En Hana-bi, a través de una trama sencilla, llena de emociones contenidas, consigue fundir todo su mundo en poco más de hora y media. Definitivamente, se puede considerar su obra maestra, ya que consigue estremecer a cualquier persona que esté interesada por su cine, en buena parte, gracias al desarrollo conceptual del tema básico del film: el suicidio, que sirve de eje para narrar en paralelo dos historias unidas por un fino cordón umbilical (un policía inválido que escapa del suicidio gracias a la pintura, y otro policía que se solidariza con su mujer, enferma terminal, y sucumbe a la peor tentativa que puede realizar un humano). El mismo cordón umbilical y los mismos pensamientos trágicos son los que unen a los dos amantes atados en Dolls, una historia que parte de un hecho real vivido por Kitano en el distrito de Asakusa, donde vio a una pareja de mendigos atados caminando sin rumbo fijo hacia ninguna parte. 

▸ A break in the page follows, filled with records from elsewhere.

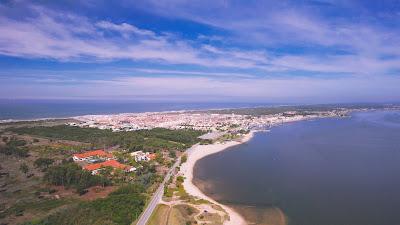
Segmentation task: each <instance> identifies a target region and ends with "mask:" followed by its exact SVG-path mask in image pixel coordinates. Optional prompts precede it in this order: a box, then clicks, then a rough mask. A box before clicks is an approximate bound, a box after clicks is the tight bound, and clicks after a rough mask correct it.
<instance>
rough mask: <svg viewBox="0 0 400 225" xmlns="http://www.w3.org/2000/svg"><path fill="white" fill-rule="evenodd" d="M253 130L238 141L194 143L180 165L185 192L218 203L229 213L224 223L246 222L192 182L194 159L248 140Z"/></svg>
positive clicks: (204, 155) (199, 197)
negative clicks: (201, 190)
mask: <svg viewBox="0 0 400 225" xmlns="http://www.w3.org/2000/svg"><path fill="white" fill-rule="evenodd" d="M253 134H254V132H253V131H251V132H250V133H248V134H246V135H245V136H244V137H242V138H241V140H240V141H228V142H224V143H215V144H211V145H195V146H193V147H192V148H191V149H190V150H188V152H187V161H186V162H185V163H183V164H182V166H181V170H180V171H181V173H182V174H183V175H184V177H185V178H186V179H185V180H184V182H183V186H184V188H185V190H186V192H187V193H188V194H190V195H192V196H195V197H198V198H202V199H206V200H208V201H210V202H212V203H214V204H218V205H220V206H221V207H222V208H223V209H224V210H225V211H226V212H227V213H228V214H229V218H230V220H229V221H226V222H225V223H224V224H225V225H243V224H247V223H246V221H245V220H244V219H243V217H242V216H241V215H240V214H239V213H237V212H236V211H234V210H233V209H231V208H230V207H228V206H226V205H222V204H220V203H218V202H216V201H215V200H213V199H211V198H210V197H208V196H207V195H205V194H204V193H203V192H202V191H201V190H200V189H199V188H198V187H197V186H196V185H194V184H193V168H194V165H195V164H196V161H197V160H199V159H201V158H203V157H205V156H207V155H211V154H214V153H217V152H220V151H223V150H225V149H228V148H229V147H232V146H235V145H238V144H242V143H245V142H247V141H249V140H250V139H251V138H252V137H253Z"/></svg>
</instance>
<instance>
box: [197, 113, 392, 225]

Tal vez sea en Brother y en Zatoichi donde la muerte gratuita aparece como simple entretenimiento, efectista y servida de forma banal, para complacer a los histriónicos que adoran su cine por la frialdad de sus momentos violentos. Seguramente, la funcionalidad de las muertes en estas dos películas trasciende más allá de los recursos estilísticos que aplica a su cine, pues son dos cintas de género que permiten ciertas licencias formales, y que además reconstruyen el género al que pertenecen: la primera al viejo ‘yakuza eiga’, y la segunda, una remasterización de las clásicas películas de samuráis. 

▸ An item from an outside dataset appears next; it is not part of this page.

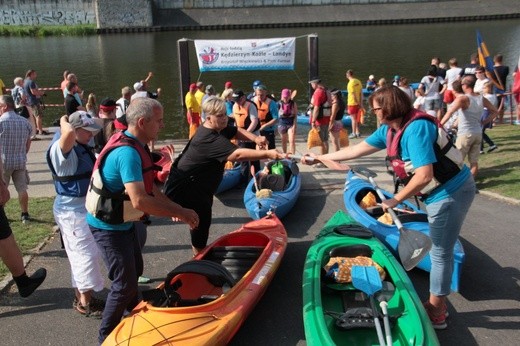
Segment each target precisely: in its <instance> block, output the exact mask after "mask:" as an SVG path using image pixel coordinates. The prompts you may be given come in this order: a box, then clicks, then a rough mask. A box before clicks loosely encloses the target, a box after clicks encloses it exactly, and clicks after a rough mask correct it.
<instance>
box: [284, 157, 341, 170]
mask: <svg viewBox="0 0 520 346" xmlns="http://www.w3.org/2000/svg"><path fill="white" fill-rule="evenodd" d="M287 157H288V158H289V159H292V160H297V161H300V160H301V159H302V158H303V159H304V160H305V161H307V162H308V163H312V162H314V161H316V159H315V158H314V157H312V156H308V155H305V156H302V155H294V154H291V155H288V156H287ZM317 160H318V161H320V162H321V163H323V164H324V165H325V166H327V168H330V169H332V170H335V171H348V170H349V169H350V167H349V166H348V165H346V164H344V163H339V162H336V161H333V160H328V159H324V158H318V159H317Z"/></svg>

Pasión violenta, desilusión, fatiga y suicidio, un cuarteto típicamente plausible en sus filmes, siempre antecedidos por la aparente tranquilidad con la que se desenvuelve la acción. 



Espacios idílicos: la calma antes de la tormenta 

Como antítesis de la muerte, aparecen los espacios idílicos o ambientes paradisíacos. Resulta evidente que el paisaje marino le inspira, ya que tarde o temprano siempre aparece, ni que sea en unos breves segundos de transición. Incluso dedicó una película a ello: Escenas en el mar (A Scene at the Sea, 1991), en la que una pareja sordomuda disfruta del mar, sobretodo él, que aspira a convertirse en un gran surfista. En esta película se deja llevar por las sensaciones de la apetecible brisa marina, y es muy probable que de este film surgiera el “Azul Kitano”, término que sirve para justificar todos esos encuadres cuya fotografía inunda la pantalla de suaves tonos azulados. El cinematógrafo Katsumi Yanagishima es el máximo responsable de imprimir esta tonalidad especial a los fotogramas filmados por Kitano, que ha trabajado con él en todas sus películas, a excepción de Violent Cop, que utilizó a un fotógrafo del equipo de producción previsto, y en Hana-bi, que contrató al brillante Hideo Yamamoto, responsable de algunas películas de Miike

Enlazando con el paisaje marino, parece ser también que le gusta filmar las playas de la isla de Okinawa, ya que buena parte de los momentos de relax de los protagonistas de Boiling Point y Sonatine se desenvuelven allí. 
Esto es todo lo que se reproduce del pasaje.